Shogi (Japanese Chess) is a truly fantastic game, if you consider the abstract board game, cleansed from any cultural excesses (such as kanji pieces). The more games I watch, the more I start to appreciate how much better it is than FIDE Chess. Draws are virtually non-existent, and a game is really never decided before checkmate. I have seen pretty strong engines lose from positions that evaluated as +22 (where Rook = 5, as usual).
It is really a pity that we, Chess-engine authors as a group, do not create more Shogi engines.
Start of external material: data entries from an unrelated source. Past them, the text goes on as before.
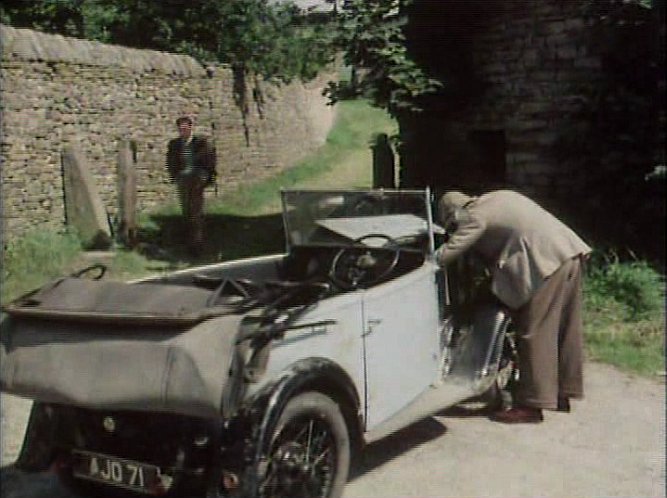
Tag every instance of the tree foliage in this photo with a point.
(268, 38)
(370, 34)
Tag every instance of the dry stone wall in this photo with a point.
(58, 91)
(534, 75)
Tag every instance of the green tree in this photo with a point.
(370, 34)
(270, 39)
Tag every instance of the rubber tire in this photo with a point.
(324, 406)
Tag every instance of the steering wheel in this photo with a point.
(358, 265)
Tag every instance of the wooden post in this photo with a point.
(127, 194)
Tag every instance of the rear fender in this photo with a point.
(312, 374)
(39, 449)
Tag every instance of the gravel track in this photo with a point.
(611, 445)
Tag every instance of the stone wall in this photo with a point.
(528, 73)
(57, 91)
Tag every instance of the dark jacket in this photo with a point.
(204, 157)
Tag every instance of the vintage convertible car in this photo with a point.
(260, 377)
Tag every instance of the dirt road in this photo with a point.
(612, 445)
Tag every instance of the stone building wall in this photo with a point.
(58, 91)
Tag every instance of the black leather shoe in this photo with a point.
(563, 405)
(519, 415)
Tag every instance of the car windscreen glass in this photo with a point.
(339, 217)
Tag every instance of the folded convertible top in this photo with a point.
(110, 345)
(101, 301)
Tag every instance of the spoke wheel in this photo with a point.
(309, 455)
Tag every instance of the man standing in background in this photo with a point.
(191, 162)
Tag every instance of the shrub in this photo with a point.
(633, 290)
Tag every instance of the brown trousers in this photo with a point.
(550, 340)
(191, 197)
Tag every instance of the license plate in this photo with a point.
(127, 474)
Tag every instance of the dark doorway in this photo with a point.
(490, 148)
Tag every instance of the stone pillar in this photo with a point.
(383, 163)
(84, 210)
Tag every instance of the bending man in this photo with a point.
(536, 266)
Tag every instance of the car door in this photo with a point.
(400, 342)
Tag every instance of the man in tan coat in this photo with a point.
(536, 266)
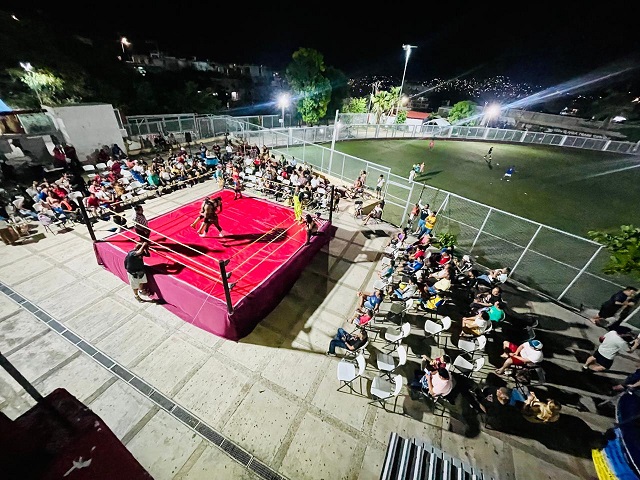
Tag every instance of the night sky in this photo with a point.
(538, 43)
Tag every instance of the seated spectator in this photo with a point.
(528, 353)
(443, 284)
(348, 341)
(496, 311)
(611, 344)
(361, 319)
(412, 267)
(476, 325)
(370, 301)
(494, 277)
(491, 398)
(485, 299)
(405, 290)
(437, 383)
(536, 411)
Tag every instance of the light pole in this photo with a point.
(124, 43)
(336, 126)
(32, 81)
(407, 48)
(283, 102)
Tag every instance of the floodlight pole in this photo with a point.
(333, 141)
(407, 49)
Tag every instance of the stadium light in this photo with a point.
(283, 102)
(407, 49)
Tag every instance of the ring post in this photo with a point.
(87, 220)
(225, 282)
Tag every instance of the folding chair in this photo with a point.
(350, 370)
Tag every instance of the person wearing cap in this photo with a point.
(528, 353)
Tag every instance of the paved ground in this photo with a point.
(190, 405)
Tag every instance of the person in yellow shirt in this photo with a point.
(430, 222)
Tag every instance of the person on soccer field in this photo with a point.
(509, 172)
(211, 210)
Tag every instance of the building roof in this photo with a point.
(417, 115)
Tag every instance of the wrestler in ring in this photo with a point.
(210, 212)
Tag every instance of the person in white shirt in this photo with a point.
(528, 353)
(379, 186)
(611, 344)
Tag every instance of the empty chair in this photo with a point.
(384, 388)
(350, 370)
(467, 368)
(388, 364)
(394, 336)
(434, 329)
(472, 345)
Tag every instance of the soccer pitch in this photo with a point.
(567, 188)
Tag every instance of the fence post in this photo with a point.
(525, 249)
(582, 270)
(475, 240)
(406, 207)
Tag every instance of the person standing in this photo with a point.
(134, 265)
(210, 216)
(379, 186)
(612, 343)
(140, 223)
(237, 184)
(200, 216)
(311, 227)
(612, 306)
(509, 172)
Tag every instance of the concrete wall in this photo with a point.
(88, 128)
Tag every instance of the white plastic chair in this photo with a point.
(383, 389)
(467, 368)
(472, 345)
(394, 336)
(388, 364)
(350, 370)
(434, 329)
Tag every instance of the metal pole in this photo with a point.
(225, 283)
(525, 249)
(333, 141)
(18, 377)
(333, 189)
(582, 270)
(87, 220)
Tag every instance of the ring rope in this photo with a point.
(166, 236)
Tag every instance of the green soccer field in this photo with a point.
(569, 189)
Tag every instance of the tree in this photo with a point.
(462, 111)
(355, 105)
(624, 247)
(312, 89)
(383, 102)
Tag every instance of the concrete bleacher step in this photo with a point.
(417, 459)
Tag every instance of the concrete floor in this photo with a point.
(189, 405)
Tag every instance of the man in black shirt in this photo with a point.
(348, 341)
(618, 300)
(134, 264)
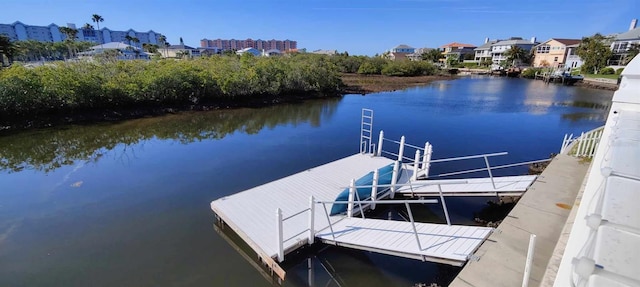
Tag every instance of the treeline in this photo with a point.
(380, 66)
(84, 86)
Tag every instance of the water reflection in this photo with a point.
(49, 149)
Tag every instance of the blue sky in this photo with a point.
(363, 27)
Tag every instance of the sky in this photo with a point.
(360, 27)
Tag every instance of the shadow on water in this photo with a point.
(48, 149)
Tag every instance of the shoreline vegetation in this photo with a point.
(108, 90)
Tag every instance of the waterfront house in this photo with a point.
(483, 53)
(325, 52)
(124, 51)
(417, 55)
(623, 43)
(179, 51)
(403, 49)
(458, 51)
(554, 52)
(253, 51)
(499, 48)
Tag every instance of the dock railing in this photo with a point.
(354, 199)
(583, 146)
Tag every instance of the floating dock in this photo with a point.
(279, 217)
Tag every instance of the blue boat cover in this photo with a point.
(384, 177)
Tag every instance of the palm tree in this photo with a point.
(7, 49)
(97, 19)
(71, 37)
(129, 39)
(162, 40)
(516, 54)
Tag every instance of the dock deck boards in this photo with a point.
(505, 185)
(252, 213)
(439, 242)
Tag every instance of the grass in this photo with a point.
(613, 77)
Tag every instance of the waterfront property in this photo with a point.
(19, 31)
(127, 202)
(555, 53)
(233, 44)
(279, 217)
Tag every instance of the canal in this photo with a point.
(127, 203)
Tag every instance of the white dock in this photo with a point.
(252, 213)
(440, 243)
(502, 186)
(279, 217)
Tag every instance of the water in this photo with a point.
(127, 204)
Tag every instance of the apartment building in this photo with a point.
(19, 31)
(233, 44)
(553, 52)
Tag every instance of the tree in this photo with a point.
(71, 35)
(594, 52)
(516, 55)
(7, 49)
(97, 19)
(433, 55)
(633, 51)
(162, 41)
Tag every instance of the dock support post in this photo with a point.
(413, 224)
(352, 192)
(416, 163)
(527, 266)
(280, 235)
(394, 178)
(486, 161)
(380, 139)
(426, 161)
(444, 205)
(401, 150)
(312, 213)
(374, 189)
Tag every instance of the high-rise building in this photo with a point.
(234, 44)
(19, 31)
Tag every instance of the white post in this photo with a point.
(416, 163)
(486, 161)
(424, 156)
(427, 159)
(444, 205)
(280, 235)
(401, 150)
(352, 191)
(394, 178)
(312, 214)
(380, 139)
(527, 266)
(580, 143)
(374, 189)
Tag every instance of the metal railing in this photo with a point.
(583, 146)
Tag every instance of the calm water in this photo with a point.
(127, 204)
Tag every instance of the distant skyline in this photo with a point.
(361, 27)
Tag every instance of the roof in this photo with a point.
(403, 46)
(181, 46)
(487, 45)
(513, 42)
(456, 44)
(112, 45)
(566, 42)
(629, 35)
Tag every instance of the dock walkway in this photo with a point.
(449, 244)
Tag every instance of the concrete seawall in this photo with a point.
(543, 211)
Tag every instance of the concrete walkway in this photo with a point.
(541, 211)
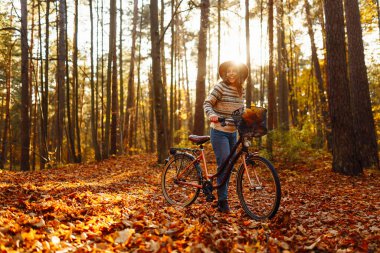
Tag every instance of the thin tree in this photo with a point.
(121, 78)
(219, 33)
(159, 97)
(93, 118)
(73, 124)
(114, 95)
(111, 53)
(199, 120)
(365, 131)
(283, 101)
(345, 155)
(25, 120)
(317, 67)
(248, 95)
(271, 88)
(131, 80)
(3, 154)
(45, 95)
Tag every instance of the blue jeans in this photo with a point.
(222, 143)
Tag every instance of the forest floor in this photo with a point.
(117, 205)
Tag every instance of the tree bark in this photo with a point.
(271, 88)
(25, 120)
(364, 125)
(111, 53)
(94, 135)
(199, 120)
(115, 96)
(283, 107)
(3, 154)
(248, 94)
(159, 97)
(131, 81)
(345, 156)
(121, 82)
(317, 69)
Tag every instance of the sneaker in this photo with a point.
(223, 206)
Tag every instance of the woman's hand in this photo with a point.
(214, 118)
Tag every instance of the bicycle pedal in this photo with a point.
(210, 198)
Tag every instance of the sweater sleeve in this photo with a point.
(212, 99)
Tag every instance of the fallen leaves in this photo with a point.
(117, 205)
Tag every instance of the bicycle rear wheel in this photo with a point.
(176, 174)
(259, 188)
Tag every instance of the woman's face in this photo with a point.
(232, 74)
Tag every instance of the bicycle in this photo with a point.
(257, 185)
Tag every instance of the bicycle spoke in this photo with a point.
(178, 171)
(259, 189)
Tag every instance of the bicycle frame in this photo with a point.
(227, 164)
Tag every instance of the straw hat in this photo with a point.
(242, 68)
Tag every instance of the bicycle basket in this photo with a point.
(251, 122)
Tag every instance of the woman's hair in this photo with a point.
(239, 85)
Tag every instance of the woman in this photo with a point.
(226, 97)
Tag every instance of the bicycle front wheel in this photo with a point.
(178, 180)
(258, 188)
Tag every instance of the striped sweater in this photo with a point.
(222, 101)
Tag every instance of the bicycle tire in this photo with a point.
(261, 195)
(174, 193)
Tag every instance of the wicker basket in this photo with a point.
(251, 122)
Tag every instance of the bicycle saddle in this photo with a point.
(199, 139)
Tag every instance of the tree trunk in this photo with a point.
(378, 15)
(131, 81)
(114, 98)
(61, 73)
(75, 123)
(3, 154)
(359, 89)
(162, 43)
(248, 95)
(317, 68)
(159, 97)
(199, 120)
(172, 69)
(283, 103)
(138, 83)
(93, 118)
(121, 77)
(25, 120)
(219, 34)
(45, 95)
(271, 88)
(345, 156)
(151, 114)
(111, 53)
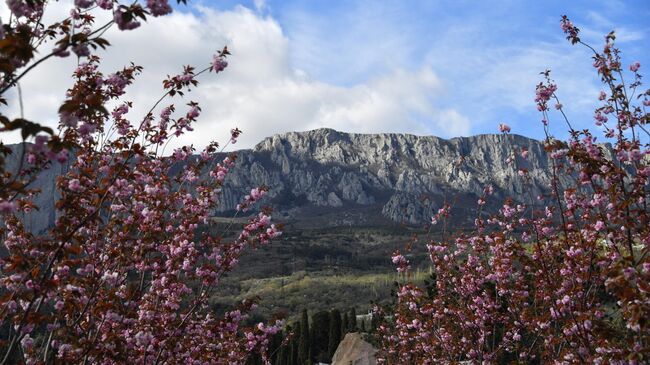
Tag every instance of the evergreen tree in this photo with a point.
(281, 356)
(335, 331)
(294, 344)
(319, 336)
(275, 347)
(353, 320)
(303, 344)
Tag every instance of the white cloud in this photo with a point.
(260, 92)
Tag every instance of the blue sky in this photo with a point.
(446, 68)
(348, 42)
(464, 42)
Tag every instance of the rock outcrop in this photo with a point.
(365, 178)
(353, 350)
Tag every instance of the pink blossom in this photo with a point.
(218, 63)
(74, 185)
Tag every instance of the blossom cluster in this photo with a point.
(565, 283)
(127, 271)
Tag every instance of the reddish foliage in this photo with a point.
(564, 284)
(124, 276)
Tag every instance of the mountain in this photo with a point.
(331, 178)
(345, 178)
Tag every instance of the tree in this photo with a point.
(319, 336)
(295, 341)
(566, 283)
(335, 331)
(123, 276)
(303, 345)
(353, 320)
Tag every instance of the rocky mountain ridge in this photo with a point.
(327, 177)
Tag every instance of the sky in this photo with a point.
(444, 68)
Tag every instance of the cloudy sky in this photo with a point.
(445, 68)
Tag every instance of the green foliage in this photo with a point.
(335, 331)
(303, 344)
(319, 335)
(352, 325)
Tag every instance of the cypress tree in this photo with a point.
(353, 320)
(294, 344)
(319, 336)
(335, 331)
(303, 344)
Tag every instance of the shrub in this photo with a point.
(123, 276)
(568, 283)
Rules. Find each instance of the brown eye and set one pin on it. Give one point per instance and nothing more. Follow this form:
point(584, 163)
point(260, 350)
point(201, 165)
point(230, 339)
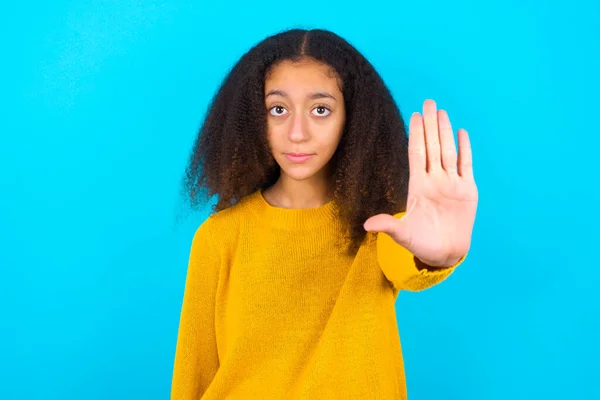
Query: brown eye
point(322, 111)
point(279, 110)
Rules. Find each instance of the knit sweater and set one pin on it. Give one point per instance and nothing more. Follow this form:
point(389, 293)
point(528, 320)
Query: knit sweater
point(274, 308)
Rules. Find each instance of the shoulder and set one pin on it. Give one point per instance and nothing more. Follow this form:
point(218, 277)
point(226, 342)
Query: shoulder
point(223, 227)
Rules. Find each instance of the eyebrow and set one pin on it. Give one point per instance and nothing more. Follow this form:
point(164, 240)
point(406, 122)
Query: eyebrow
point(312, 96)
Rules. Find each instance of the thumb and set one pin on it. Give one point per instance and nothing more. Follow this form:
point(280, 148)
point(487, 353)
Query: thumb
point(393, 225)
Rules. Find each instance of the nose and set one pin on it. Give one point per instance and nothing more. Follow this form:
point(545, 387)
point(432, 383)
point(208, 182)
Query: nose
point(298, 131)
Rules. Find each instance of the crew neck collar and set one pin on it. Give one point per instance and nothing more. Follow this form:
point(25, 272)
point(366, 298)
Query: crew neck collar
point(292, 218)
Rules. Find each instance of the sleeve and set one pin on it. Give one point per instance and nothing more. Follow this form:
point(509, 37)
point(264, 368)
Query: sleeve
point(400, 268)
point(196, 359)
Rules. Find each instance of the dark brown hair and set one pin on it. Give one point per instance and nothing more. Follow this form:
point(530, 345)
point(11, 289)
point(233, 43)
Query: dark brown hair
point(231, 157)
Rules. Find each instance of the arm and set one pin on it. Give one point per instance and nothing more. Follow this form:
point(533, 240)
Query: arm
point(196, 358)
point(405, 271)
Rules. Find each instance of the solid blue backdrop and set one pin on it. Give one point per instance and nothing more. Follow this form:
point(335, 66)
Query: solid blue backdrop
point(101, 101)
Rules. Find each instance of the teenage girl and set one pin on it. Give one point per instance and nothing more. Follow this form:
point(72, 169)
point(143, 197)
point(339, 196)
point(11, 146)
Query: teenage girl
point(326, 209)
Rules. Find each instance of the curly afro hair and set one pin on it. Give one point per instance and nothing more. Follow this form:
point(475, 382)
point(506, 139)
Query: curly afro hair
point(231, 157)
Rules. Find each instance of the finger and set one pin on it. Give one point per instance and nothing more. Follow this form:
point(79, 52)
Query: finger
point(465, 156)
point(432, 136)
point(447, 143)
point(417, 156)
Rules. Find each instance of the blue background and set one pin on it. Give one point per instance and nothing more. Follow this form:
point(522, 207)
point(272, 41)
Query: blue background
point(100, 103)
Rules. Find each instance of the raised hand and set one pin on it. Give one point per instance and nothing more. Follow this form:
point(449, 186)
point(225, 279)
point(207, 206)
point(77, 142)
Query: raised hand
point(442, 194)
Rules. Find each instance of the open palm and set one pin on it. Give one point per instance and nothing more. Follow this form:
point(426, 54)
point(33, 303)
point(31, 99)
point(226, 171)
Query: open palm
point(442, 194)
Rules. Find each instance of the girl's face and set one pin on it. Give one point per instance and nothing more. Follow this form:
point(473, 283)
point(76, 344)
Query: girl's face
point(305, 115)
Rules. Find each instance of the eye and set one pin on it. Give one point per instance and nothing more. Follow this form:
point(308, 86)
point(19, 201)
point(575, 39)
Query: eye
point(322, 111)
point(278, 109)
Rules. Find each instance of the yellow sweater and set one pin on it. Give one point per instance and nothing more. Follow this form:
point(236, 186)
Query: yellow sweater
point(274, 309)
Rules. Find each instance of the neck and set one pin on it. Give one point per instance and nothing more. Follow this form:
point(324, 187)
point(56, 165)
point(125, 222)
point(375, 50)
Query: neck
point(288, 193)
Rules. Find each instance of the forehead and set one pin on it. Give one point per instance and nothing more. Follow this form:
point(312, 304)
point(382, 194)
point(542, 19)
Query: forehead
point(307, 73)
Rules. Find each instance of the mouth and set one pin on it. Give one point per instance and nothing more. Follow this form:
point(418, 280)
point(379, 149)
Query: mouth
point(298, 157)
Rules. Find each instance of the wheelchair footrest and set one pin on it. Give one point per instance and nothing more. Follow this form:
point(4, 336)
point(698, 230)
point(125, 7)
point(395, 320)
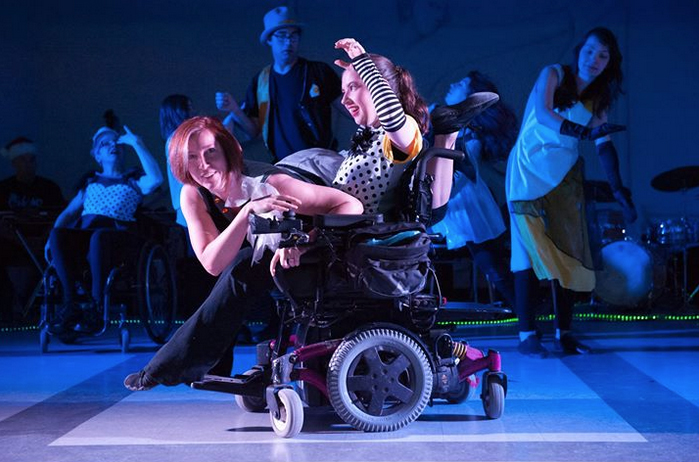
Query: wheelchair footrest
point(239, 384)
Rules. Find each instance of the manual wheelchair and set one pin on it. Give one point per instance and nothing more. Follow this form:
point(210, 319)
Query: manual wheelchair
point(358, 325)
point(143, 286)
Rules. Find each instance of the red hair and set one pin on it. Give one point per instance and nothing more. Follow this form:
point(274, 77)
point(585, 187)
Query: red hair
point(178, 148)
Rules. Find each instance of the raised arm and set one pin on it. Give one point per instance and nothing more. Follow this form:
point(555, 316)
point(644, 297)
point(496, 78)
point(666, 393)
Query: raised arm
point(388, 107)
point(153, 177)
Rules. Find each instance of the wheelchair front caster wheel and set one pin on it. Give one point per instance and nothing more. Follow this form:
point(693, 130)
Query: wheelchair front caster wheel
point(44, 339)
point(493, 399)
point(289, 420)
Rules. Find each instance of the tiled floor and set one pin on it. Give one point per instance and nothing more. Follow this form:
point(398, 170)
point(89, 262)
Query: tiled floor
point(635, 399)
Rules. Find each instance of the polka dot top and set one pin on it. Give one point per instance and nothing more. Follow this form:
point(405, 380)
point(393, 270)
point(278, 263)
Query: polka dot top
point(370, 172)
point(116, 198)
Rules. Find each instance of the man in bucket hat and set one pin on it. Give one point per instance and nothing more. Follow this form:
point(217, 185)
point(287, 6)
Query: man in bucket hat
point(288, 102)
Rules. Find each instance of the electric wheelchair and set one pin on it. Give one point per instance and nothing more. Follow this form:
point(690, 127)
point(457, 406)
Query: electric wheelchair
point(143, 286)
point(358, 324)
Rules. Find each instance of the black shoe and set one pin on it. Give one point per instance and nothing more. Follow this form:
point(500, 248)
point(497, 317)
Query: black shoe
point(532, 347)
point(570, 345)
point(450, 119)
point(139, 381)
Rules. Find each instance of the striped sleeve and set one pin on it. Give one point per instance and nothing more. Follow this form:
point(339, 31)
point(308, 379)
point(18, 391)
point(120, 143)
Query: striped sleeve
point(388, 107)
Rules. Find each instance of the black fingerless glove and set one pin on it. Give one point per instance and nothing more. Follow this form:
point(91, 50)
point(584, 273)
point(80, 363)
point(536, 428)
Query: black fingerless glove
point(609, 159)
point(580, 132)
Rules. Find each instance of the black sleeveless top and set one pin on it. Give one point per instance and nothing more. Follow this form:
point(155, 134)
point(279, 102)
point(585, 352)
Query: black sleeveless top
point(215, 206)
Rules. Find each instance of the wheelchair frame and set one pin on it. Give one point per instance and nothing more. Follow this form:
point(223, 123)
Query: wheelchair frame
point(380, 375)
point(152, 284)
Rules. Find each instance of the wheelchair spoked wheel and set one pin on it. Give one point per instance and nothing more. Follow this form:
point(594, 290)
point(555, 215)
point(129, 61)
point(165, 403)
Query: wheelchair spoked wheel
point(289, 421)
point(379, 380)
point(157, 297)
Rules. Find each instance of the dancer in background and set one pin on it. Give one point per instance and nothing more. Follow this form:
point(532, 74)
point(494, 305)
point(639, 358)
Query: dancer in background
point(544, 184)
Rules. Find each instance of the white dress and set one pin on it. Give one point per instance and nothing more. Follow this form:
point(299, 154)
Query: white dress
point(472, 214)
point(538, 162)
point(542, 157)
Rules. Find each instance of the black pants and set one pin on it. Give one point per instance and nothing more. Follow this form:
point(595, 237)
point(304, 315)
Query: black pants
point(209, 333)
point(490, 258)
point(527, 288)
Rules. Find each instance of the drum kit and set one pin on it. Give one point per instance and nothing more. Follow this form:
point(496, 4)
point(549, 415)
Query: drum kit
point(633, 273)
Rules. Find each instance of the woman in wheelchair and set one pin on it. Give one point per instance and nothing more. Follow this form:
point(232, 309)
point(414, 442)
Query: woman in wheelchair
point(97, 225)
point(220, 191)
point(383, 100)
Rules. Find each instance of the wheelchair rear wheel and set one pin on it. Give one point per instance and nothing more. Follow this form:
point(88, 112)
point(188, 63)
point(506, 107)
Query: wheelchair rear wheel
point(379, 380)
point(157, 296)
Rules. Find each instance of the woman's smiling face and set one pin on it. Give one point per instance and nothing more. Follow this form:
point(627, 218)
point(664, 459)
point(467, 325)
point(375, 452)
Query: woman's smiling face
point(357, 99)
point(206, 162)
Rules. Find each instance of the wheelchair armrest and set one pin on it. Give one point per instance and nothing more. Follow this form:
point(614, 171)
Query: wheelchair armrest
point(343, 221)
point(442, 152)
point(429, 153)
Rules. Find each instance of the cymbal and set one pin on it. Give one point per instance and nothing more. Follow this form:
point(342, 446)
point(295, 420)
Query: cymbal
point(598, 191)
point(677, 179)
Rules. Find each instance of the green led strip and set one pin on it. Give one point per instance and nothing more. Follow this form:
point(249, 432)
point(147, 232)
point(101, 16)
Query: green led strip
point(550, 317)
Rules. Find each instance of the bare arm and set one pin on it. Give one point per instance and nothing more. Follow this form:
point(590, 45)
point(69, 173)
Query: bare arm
point(316, 200)
point(226, 102)
point(544, 88)
point(72, 211)
point(153, 177)
point(216, 250)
It is a much more challenging task than creating a Chess engine, as for the latter it is pretty much known how exactly you have to do it, and you just follow the recipe. For Shogi, OTOH, there is still very much to discover and invent.
It is perfectly possible to write a Shogi engine without ever having played the game. My own Shogi engine, Shokidoki, is virtually without knowledge, but I had its rating determined by playing it on the 'Floodgate' server. This is a server that continuously plays medium-TC (15min sudden-death) comp-comp games, and calculates a rating based on those that should be comparable to human ratings on 'Shogi Club 24'. The rating corresponded to a good 2-Dan ranking on that server. Not bad at all, for a knowledge-poor 1-CPU program. And I haven't even tuned the piece values.
Millions of people play Shogi, and the yearly computer-Shogi World Championship has many times more participants that any computer-Chess tournament.
As WinBoard supports Shogi, the usual tools are available for developing an engine. You can play fast games, a fair amount of opponent engines are available for setting up a gauntlet (including many strong ones that can be brought into the required rating range by time odds, saving extra CPU time).
So people, please consider Shogi. Otherwise you don't know what you are missing!